I am, very much so, still in that long ease.  Slowly easing my way back into everything - not just art.  Some things slower than others.  Most of all, I am easing slowly into figuring out who I have become.  How cancer has changed me.  How it has simultaneously strengthened me and made me into someone I am so much prouder to be, and also weakened me and made my entire future one giant, scary, and sometimes incredibly painful, question mark.

I want this new blog to be more than just a blog, too.  I want it to be a platform from which I can jump into being an advocate for other young adult cancer survivors.  I want it to be a place where other survivors can find some of the information that I have had such a hard time finding.  I want it to be a resource for healthcare professionals and patients alike.
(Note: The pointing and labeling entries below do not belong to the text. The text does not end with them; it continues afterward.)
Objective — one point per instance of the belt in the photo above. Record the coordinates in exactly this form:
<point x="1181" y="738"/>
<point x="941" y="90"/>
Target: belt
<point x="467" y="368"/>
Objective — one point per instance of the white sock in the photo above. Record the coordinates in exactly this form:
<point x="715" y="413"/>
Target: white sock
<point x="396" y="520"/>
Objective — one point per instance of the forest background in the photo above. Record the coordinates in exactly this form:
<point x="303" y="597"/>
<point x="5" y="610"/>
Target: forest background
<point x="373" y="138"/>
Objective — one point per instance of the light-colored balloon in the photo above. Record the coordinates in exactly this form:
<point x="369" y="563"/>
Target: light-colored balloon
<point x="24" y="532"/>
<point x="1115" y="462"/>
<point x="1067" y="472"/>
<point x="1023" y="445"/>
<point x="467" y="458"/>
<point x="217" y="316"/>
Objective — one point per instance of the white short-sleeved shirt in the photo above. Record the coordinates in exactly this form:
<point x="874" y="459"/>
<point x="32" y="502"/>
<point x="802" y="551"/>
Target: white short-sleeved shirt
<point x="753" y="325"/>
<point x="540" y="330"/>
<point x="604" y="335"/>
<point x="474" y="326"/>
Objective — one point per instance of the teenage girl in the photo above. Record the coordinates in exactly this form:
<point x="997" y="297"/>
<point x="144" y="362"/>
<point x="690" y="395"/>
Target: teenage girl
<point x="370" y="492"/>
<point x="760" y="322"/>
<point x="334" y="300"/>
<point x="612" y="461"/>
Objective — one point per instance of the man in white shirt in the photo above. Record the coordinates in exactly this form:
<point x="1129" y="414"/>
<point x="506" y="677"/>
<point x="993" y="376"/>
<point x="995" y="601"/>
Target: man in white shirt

It'll probably mostly be just a blog in the beginning, until I figure out how to go forward with a lot of the bigger aspirations I have for it and for myself in general.  But it's here.  And I'm here.  I'm back.

I'll be talking about lots of things that you may not understand, things that might make you uncomfortable, things that might make you dismiss me as having turned into a complete woo-woo hippie goofnut: pelvic radiation disease, radiation cystitis, radiation colitis, catheters, constipation, anal fissures, the squatty potty, hyperbaric oxygen therapy, reiki, support groups, psychologists, crystals, mindfulness, meditation, buddhism, kabbalah, energy, medications, supplements, books, mammograms, colonoscopies, cyctoscopies, surgeries, procedures, doctors, nurses, cancer conventions, connections, lack-of-connection, life, death, funerals, tattoos, vaginal dilators, vibrators, orgasms, sex, problems with sex, pap smears, biopsies, anxiety, anger, complete mental breakdowns, trying to please others, how difficult it is to respond to pity, how difficult it is to "not look sick", and probably way way more.

I hope you are as willing to keep visiting me here as you were over at Positively Phoebe.  But if not, I understand.  If you are, stay tuned.  I'll be back as often as possible.

Happy National Cancer Survivor's Day.  Which, as my friend Karen (a survivor herself) pointed out earlier today, is every day, isn't it?